The problem is that square overrides the function double_width but introduces a side effect that rectangle didn't have namely that when you change the width now the length changes too. This is a problem because the original program `do_some_business_logic` may have relied somewhere on the fact that the length of a rectangle doesn't change when you change it's width. Remember that the array `all_rectangles_in_program` is polymorphic type and the original code `do_some_business_logic` doesn't know if these are rectangles or squares in it. The run-time system decides which version of `double_width` to call.

So my question is, does prototypical inheritance alleviate this problem because you don't inherit one superclass everywhere in the program but instead inherit your own copy of the superclass?

If not, then what's the advantage of prototypical languages over class based languages?

• I don't find that one OOP mechanism is necessarily superior, just different. You might be interested in checking out the design of Self. Commented Jan 11, 2017 at 1:09
• This is just the standard square-rectangle problem, and whether you use a prototype-based inheritance model or not doesn't change anything.

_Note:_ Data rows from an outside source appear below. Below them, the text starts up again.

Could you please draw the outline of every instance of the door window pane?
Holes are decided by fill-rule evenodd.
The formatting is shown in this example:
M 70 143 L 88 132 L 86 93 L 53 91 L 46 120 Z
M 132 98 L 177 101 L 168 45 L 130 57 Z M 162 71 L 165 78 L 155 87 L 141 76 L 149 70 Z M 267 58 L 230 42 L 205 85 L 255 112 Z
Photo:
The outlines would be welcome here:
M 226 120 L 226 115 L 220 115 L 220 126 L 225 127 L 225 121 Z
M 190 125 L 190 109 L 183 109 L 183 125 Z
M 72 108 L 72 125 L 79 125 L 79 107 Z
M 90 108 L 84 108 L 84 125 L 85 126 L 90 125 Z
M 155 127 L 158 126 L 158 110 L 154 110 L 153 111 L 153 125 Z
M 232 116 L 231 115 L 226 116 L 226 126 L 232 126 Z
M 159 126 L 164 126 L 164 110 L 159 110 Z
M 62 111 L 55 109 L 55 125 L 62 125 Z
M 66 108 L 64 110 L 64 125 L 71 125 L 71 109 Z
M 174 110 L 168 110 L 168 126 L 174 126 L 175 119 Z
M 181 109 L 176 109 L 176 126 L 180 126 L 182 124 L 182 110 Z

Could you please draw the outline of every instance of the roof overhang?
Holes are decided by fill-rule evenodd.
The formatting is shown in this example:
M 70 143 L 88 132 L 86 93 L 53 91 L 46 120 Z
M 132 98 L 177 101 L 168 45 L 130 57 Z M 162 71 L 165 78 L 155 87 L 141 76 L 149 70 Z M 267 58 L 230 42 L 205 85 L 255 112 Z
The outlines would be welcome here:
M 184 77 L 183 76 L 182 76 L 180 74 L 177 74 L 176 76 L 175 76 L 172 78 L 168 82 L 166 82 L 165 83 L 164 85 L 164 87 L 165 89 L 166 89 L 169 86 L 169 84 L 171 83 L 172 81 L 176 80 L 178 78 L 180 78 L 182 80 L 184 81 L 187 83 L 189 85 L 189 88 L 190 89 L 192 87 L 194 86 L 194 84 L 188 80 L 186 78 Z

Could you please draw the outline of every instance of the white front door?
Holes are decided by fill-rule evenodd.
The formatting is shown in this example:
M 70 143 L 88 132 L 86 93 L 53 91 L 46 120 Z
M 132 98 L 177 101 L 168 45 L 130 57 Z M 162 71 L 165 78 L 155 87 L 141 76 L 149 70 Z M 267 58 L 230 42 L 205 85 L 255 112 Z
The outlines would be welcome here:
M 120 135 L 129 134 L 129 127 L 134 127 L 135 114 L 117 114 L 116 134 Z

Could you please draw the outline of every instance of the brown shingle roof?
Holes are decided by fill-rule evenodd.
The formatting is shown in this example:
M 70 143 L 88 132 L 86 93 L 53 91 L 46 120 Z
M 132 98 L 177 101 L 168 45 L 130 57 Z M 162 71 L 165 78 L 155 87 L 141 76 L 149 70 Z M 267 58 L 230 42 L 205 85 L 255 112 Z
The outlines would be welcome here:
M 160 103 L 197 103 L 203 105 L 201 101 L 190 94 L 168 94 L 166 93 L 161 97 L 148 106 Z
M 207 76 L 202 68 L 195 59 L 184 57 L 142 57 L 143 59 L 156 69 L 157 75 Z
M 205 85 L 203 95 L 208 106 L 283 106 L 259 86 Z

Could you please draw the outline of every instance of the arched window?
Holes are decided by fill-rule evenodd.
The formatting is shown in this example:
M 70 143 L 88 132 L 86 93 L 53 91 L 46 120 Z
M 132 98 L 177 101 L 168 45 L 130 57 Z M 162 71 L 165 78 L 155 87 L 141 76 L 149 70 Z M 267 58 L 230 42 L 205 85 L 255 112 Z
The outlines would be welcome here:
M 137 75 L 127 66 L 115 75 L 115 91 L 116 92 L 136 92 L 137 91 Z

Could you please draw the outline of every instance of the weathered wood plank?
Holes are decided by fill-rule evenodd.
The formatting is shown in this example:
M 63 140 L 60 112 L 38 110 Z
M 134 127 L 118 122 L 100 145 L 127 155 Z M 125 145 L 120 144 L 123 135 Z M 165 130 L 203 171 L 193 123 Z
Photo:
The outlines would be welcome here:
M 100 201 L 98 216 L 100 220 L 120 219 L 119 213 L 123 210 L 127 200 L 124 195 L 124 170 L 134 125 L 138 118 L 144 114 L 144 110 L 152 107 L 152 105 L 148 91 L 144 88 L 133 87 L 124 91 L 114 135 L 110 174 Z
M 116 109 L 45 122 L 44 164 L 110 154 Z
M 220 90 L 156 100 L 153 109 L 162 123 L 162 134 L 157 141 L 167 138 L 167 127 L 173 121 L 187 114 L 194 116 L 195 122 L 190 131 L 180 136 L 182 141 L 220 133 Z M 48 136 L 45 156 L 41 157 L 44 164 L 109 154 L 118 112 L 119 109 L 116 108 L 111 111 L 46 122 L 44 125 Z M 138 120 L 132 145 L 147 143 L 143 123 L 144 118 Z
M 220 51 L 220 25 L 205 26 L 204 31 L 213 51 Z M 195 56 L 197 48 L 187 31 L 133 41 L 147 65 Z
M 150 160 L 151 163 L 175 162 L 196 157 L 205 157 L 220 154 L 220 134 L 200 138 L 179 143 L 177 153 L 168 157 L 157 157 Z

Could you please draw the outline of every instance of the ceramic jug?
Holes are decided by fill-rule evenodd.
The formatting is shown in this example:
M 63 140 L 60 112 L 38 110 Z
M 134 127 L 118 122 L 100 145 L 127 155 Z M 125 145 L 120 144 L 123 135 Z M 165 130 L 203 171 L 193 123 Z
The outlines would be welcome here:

Commented Jan 11, 2017 at 1:50
• I have no idea what you mean by "inherit your own copy of the superclass"? Maybe you misunderstand what prototypal inheritance means, there is no copying involved. Commented Jan 11, 2017 at 1:52
• I think your example is bad... why not just instantiate the square as a rectangle that just happens to have width == length. Then when width is doubled, it will just be a normal rectangle. Is there an example of this problem which CANNOT be solved as I've done here? Basically, the example is over-doing polymorphism. Commented Jan 12, 2017 at 5:03

All squares are rectangles but not all rectangles are squares.

You've violated the History constraint of LSP.

• Actually abstract square is not abstract rectangle, because it behaves differently. Commented Jan 12, 2017 at 14:02

Your `double_width` function in Square class does not double width, but doubles both dimensions.

So it is not `double_width` at all and cannot override parent method... It is prohibited for Square to double width only.

You have to have method like `double_dimensions`, either in parent or just in square.

• Hi Vadim. You said "Your double_width function in Square class does not double width, but doubles both dimensions". That must be the case because a Sqaure must have width == length. How would you double the width of a square?
– Jenia Ivanov
Commented Jan 11, 2017 at 1:33
• Please, look at this from other side. Yes, square has width == length. It means there is no way to double width only, so method double_width must do nothing with square (may throw exception as example).